Menikahi Perempuan Tanpa Mahar |
Pertanyaan
Ada seorang lelaki mukmin yang bertauhid kepada Allah. Akan tetapi, dia mengizinkan para putrinya yang cantik-cantik untuk dinikahi tanpa mahar, baik berupa harta, pakaian, atau apa pun dari pihak suami, kecuali karena Allah dan Rasul-Nya. Apakah nikah tersebut sah?
Jawaban
Mahar merupakan kewajiban di dalam pernikahan. Kewajiban ini berdasarkan makna yang dipahami dari ayat-ayat Al-Quran, Sunnah, dan ijma. Selain disebut mahar, ia juga disebut dengan ajr (imbalan). Allah Ta’ala berfirman,
“Berikanlah maskawin (mahar) kepada wanita (yang kamu nikahi) sebagai pemberian dengan penuh kerelaan.” (QS. An-Nissa’: 4)
Yakni dengan penuh kerelaan berdasarkan kewajiban yang ditetapkan oleh Allah atas kalian, untuk diberikan kepada para wanita itu karena kalian telah menikahi mereka. Allah Ta’ala berfirman,
“Dan dihalalkan bagimu selain yang demikian (yaitu) mencari isteri-isteri dengan hartamu untuk dikawini bukan untuk berzina. Maka isteri-isteri yang telah kamu nikmati (campuri) di antara mereka, berikanlah kepada mereka maharnya (dengan sempurna), sebagai suatu kewajiban; dan tiadalah mengapa bagimu terhadap sesuatu yang kamu telah saling merelakannya, sesudah menentukan mahar itu.” (QS. An-Nisaa’: 24)
Ada pula riwayat hadits,
“Ada seorang wanita yang menawarkan dirinya kepada Nabi Shallallahu ‘Alaihi wa Sallam untuk beliau nikahi. Akan tetapi, beliau tidak ingin menikahinya. Lantas ada seorang sahabat ingin menikahi wanita tersebut. Beliau meminta mahar kepadanya, dan sahabat tersebut menyatakan tidak punya apa-apa karena kondisinya yang fakir. Beliau pun akhirnya bersabda kepadanya, ‘Carilah mahar meskipun sebuah cincin dari besi.”

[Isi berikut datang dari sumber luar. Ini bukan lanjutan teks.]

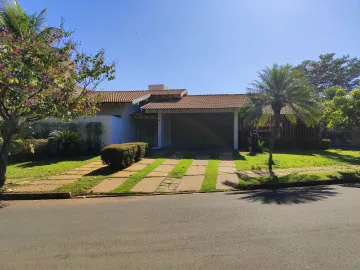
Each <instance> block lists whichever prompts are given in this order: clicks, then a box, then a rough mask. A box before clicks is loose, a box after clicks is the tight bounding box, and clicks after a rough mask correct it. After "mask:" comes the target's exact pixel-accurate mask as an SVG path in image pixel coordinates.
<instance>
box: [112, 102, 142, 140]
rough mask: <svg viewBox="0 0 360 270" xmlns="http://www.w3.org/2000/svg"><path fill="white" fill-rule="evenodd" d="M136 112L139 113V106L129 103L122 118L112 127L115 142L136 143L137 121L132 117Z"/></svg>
mask: <svg viewBox="0 0 360 270" xmlns="http://www.w3.org/2000/svg"><path fill="white" fill-rule="evenodd" d="M136 111H138V106H135V105H132V104H130V103H128V104H126V105H125V107H124V110H123V113H122V115H121V118H118V119H117V120H116V121H113V123H112V125H111V128H112V141H113V142H115V143H124V142H134V141H136V125H135V120H134V118H133V117H131V114H132V113H134V112H136ZM118 120H119V121H118Z"/></svg>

Lelaki itu pun mencarinya, namun tetap tidak menemukannya. Namun Nabi Shallallahu ‘Alaihi wa Sallam tetap tidak ingin menikahkannya dengan wanita itu kecuali jika ada sesuatu yang dapat dia berikan sebagai mahar dan mengandung manfaat baginya. Akhirnya, Nabi Shallallahu ‘Alaihi wa Sallam menikahkannya dengan hafalan Al-Quran yang dia miliki untuk dia ajarkan kepada perempuan tersebut.

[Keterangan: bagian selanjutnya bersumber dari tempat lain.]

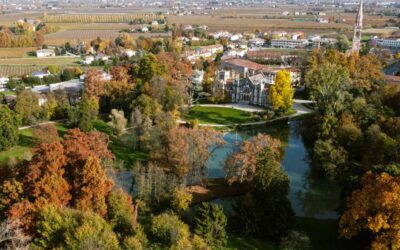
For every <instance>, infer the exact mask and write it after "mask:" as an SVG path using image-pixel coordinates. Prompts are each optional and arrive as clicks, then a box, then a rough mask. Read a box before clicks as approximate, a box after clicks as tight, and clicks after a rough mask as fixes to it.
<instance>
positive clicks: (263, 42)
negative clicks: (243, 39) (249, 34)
mask: <svg viewBox="0 0 400 250" xmlns="http://www.w3.org/2000/svg"><path fill="white" fill-rule="evenodd" d="M264 44H265V39H262V38H253V39H250V40H249V46H250V47H262V46H264Z"/></svg>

Ulama juga telah ber-ijma’ tentang keharusan adanya mahar dalam pernikahan. Jika ada orang yang menikahi seorang wanita dari walinya dengan menetapkan syarat tidak ada mahar untuk diberikan kepada wanita tersebut, maka menurut satu pendapat ulama, pernikahan mereka tidak sah. Ada juga yang berpendapat bahwa pernikahannya sah, namun syaratnya batil, lalu istri harus diberi mahar mitsl setelah digauli atau ketika suami meninggal dunia.
Kasus ini dapat diserupakan dengan kisah wanita yang menyerahkan diri kepada Nabi, sebagaimana yang telah disebutkan di atas. Dari dua keterangan di atas, pendapat kedua (yang menyatakan bahwa pernikahannya sah dan syaratnya batil) adalah argumen yang paling kuat.
Adapun lelaki yang menikahi seorang wanita dan dia akan memberikan mahar kepadanya tanpa ditentukan jenis atau jumlahnya, maka nikahnya sah dan wanita tersebut mendapatkan mahar mitsil jika telah digauli atau salah satunya meninggal dunia.
Allah Ta’ala berfirman,
” Tidak ada kewajiban membayar (mahar) atas kamu, jika kamu menceraikan isteri-isterimu sebelum kamu bercampur dengan mereka dan sebelum kamu menentukan maharnya.” (QS. Al-Baqarah: 236)
Wabillahittaufiq, wa Shallallahu `ala Nabiyyina Muhammad wa Alihi wa Shahbihi wa Sallam.